JAKARTA – Kementerian Haji dan Umrah (Kemenhaj) mulai menyiapkan langkah-langkah strategi untuk penyelenggaraan ibadah haji 1448 H/2027 M . Salah satu agenda yang tengah dibahas adalah rencana pemanfaatan Bandara Internasional Dhoho Kediri sebagai embarkasi haji baru. Langkah ini disiapkan untuk mengurangi kepadatan layanan di Bandara Juanda dan Embarkasi Surabaya .
Menteri Haji dan Umrah Mochamad Irfan Yusuf mengatakan, pihaknya telah mulai melakukan koordinasi terkait kemungkinan pengaktifan Bandara Dhoho sebagai titik keberangkatan jemaah haji.
“Tadi pagi saya dan tim sudah berkoordinasi untuk mencoba mengaktifkan Bandara Dhoho di Kediri,” ujarnya kepada wartawan di Asrama Haji Sukolilo Surabaya, Kamis (2/7/2026).
Upaya awal itu ditandai dengan digelarnya rapat koordinasi persiapan Bandara Dhoho Kediri sebagai embarkasi haji di Asrama Haji Kelas I Surabaya, Rabu (1/7/2026). Rapat dipimpin langsung oleh Menhaj Mochamad Irfan Yusuf dan diikuti jajaran Kemenhaj, Pemprov Jawa Timur, Pemkab Kediri, Otoritas Bandara Wilayah Surabaya, serta sejumlah pemangku kepentingan lainnya.
Irfan menegaskan, persiapan penyelenggaraan haji tahun depan harus mulai dilakukan sejak sekarang agar setiap kebijakan yang diambil benar-benar matang. Menurut dia, seluruh langkah yang disusun harus berorientasi pada kenyamanan jemaah efisiensi sekaligus penyelenggaraan ibadah haji.
“Semua kebijakan yang kita ambil harus berorientasi pada kemaslahatan jemaah dan efisiensi penyelenggaraan haji. Yang dibangun bukan hanya fasilitas, tetapi juga sistem pelayanan haji yang semakin baik,” tegasnya.
Rencana mengaktifkan Bandara Dhoho muncul bukan tanpa alasan. Pada musim haji 2026, Embarkasi Surabaya menghadapi beban cukup berat karena harus melayani hingga 116 kelompok terbang (kloter) . Tingginya intensitas pelayanan membuat petugas harus bekerja nyaris tanpa jeda.
Irfan mengungkapkan, padatnya aktivitas di Embarkasi Surabaya bahkan berdampak pada kondisi petugas.
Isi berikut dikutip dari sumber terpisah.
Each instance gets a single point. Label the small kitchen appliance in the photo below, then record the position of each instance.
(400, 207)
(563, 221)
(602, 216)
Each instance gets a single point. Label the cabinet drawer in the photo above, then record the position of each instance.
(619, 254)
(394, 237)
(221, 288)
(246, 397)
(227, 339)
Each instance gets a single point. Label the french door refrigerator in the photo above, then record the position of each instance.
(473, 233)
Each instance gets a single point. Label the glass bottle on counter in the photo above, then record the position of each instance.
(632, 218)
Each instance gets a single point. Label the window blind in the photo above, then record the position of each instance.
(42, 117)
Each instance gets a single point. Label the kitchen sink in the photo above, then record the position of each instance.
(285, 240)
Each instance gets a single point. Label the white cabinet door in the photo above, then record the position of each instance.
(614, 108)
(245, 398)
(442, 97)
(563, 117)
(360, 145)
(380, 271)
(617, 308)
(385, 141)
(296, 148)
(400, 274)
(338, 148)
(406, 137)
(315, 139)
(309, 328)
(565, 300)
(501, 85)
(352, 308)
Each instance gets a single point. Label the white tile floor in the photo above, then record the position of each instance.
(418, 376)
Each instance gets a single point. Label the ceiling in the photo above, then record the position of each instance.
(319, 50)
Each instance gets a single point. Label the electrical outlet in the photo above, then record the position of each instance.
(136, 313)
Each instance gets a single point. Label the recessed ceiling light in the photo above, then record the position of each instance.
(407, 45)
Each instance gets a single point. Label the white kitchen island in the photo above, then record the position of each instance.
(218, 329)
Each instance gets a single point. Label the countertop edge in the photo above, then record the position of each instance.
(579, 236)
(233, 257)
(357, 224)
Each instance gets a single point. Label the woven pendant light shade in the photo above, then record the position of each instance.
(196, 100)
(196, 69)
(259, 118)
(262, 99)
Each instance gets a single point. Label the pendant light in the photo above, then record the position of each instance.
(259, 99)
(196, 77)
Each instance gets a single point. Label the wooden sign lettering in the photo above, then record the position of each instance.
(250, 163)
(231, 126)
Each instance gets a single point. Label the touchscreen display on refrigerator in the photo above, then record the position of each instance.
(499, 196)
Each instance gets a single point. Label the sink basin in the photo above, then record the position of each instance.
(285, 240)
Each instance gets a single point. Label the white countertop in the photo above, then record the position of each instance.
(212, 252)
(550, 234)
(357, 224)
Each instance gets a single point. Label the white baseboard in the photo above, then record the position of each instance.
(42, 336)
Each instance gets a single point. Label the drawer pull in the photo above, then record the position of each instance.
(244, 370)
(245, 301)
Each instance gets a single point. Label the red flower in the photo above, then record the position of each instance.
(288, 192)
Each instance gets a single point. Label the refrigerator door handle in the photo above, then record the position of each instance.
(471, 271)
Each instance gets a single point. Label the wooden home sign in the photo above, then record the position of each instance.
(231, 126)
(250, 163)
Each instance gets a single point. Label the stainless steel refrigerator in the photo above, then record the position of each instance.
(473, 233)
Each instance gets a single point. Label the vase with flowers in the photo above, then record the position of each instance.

Menurut dia, asrama haji hampir tidak pernah berhenti beroperasi selama musim haji berlangsung.
“Insyaallah nanti sebagian akan kita kurangi dan diarahkan ke Bandara Dhoho di Kediri,” tambahnya.
Selain untuk mengurai kepadatan, Bandara Dhoho dinilai memiliki kesiapan infrastruktur yang cukup memadai untuk mendukung penerbangan haji, termasuk potensi melayani pesawat berbadan lebar.
Dalam rapat koordinasi itu, Direktur Jenderal Pelayanan Haji Ian Heriyawan memaparkan bahwa Bandara Dhoho memiliki peluang besar menjadi embarkasi haji baru dari sisi operasional penerbangan. Selama ini, penerbangan haji dari Embarkasi Surabaya masih menghadapi kendala karena Bandara Juanda belum dapat melayani pesawat berbadan lebar jenis Boeing 777-300 .
Kondisi tersebut membuat penerbangan jemaah dari Surabaya harus menggunakan Airbus A330-300 yang memerlukan technical landing untuk pengisian bahan bakar, baik saat keberangkatan maupun kepulangan. Adanya transit tambahan itu otomatis menambah biaya operasional penerbangan.
“Bandara Dhoho punya potensi menjadi embarkasi haji baru. Namun, semua aspek pendukung harus benar-benar dipastikan siap agar pelayanan kepada jemaah bisa berjalan optimal,” ujar Ian.
Sementara itu, Plt Kepala Kantor Wilayah Kementerian Haji dan Umrah Jawa Timur Mohammad As'Adul Anam menyebut embarkasi Dhoho diproyeksikan melayani sekitar 10.548 jemaah haji pada musim haji 2027.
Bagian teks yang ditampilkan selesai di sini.